7.En quatrième lieu, aux termes de l'article L. 744-7 du code de l'entrée et du séjour des étrangers et du droit d'asile, dans sa rédaction alors applicable : " Le bénéfice des conditions matérielles d'accueil prévues à l'article L. 744-1 est subordonné : () / 2° Au respect des exigences des autorités chargées de l'asile, notamment en se rendant aux entretiens, en se présentant aux autorités et en fournissant les informations utiles afin de faciliter l'instruction des demandes. () ". Aux termes de l'article L. 744-8 du même code : " Le bénéfice des conditions matérielles d'accueil peut être : / 1° Suspendu si, sans motif légitime, le demandeur d'asile a abandonné son lieu d'hébergement déterminé en application de l'article L. 744-7, n'a pas respecté l'obligation de se présenter aux autorités, n'a pas répondu aux demandes d'informations ou ne s'est pas rendu aux entretiens personnels concernant la procédure d'asile () ". Il résulte de ces dispositions que dans le cas où les conditions matérielles d'accueil ont été suspendues sur le fondement de l'article L. 744-8, dans sa rédaction issue de la loi du 29 juillet 2015, le demandeur peut, notamment dans l'hypothèse où la France est devenue responsable de l'examen de sa demande d'asile, en demander le rétablissement.
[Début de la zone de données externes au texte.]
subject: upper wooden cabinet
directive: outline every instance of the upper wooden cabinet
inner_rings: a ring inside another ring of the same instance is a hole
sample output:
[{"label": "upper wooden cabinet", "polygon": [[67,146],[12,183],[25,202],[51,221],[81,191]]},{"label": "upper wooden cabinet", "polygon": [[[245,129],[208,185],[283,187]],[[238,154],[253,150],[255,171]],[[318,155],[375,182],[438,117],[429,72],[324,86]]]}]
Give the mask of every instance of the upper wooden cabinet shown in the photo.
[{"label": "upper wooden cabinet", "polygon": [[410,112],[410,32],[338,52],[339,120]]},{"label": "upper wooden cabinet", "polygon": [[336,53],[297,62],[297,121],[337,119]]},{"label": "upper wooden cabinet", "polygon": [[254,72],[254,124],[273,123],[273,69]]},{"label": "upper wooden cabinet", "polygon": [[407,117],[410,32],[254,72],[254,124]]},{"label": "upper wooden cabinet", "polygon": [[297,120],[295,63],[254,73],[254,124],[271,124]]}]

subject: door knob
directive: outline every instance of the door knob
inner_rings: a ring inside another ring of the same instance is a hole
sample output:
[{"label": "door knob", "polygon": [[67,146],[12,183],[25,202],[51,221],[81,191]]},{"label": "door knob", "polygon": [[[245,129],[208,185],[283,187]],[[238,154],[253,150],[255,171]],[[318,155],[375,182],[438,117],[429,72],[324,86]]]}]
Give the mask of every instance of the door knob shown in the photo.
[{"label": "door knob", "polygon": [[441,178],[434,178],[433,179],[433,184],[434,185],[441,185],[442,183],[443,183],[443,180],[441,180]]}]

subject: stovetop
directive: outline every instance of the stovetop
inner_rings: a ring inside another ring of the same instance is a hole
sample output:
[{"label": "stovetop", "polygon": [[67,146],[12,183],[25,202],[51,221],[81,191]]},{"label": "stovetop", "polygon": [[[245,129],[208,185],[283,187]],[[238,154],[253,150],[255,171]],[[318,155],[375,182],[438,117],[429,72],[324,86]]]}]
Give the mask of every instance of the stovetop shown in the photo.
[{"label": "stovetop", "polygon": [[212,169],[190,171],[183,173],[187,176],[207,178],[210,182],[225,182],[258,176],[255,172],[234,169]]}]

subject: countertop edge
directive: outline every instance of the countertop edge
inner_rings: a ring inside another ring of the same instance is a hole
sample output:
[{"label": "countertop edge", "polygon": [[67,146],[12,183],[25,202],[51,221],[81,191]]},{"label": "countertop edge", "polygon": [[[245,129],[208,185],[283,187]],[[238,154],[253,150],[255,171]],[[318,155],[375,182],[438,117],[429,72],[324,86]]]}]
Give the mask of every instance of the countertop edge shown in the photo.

Il appartient alors à l'Office français de l'immigration et de l'intégration, pour statuer sur une telle demande de rétablissement, d'apprécier la situation particulière du demandeur à la date de la demande de rétablissement au regard notamment de sa vulnérabilité, de ses besoins en matière d'accueil ainsi que, le cas échéant, des raisons pour lesquelles il n'a pas respecté les obligations auxquelles il avait consenti au moment de l'acceptation initiale des conditions matérielles d'accueil.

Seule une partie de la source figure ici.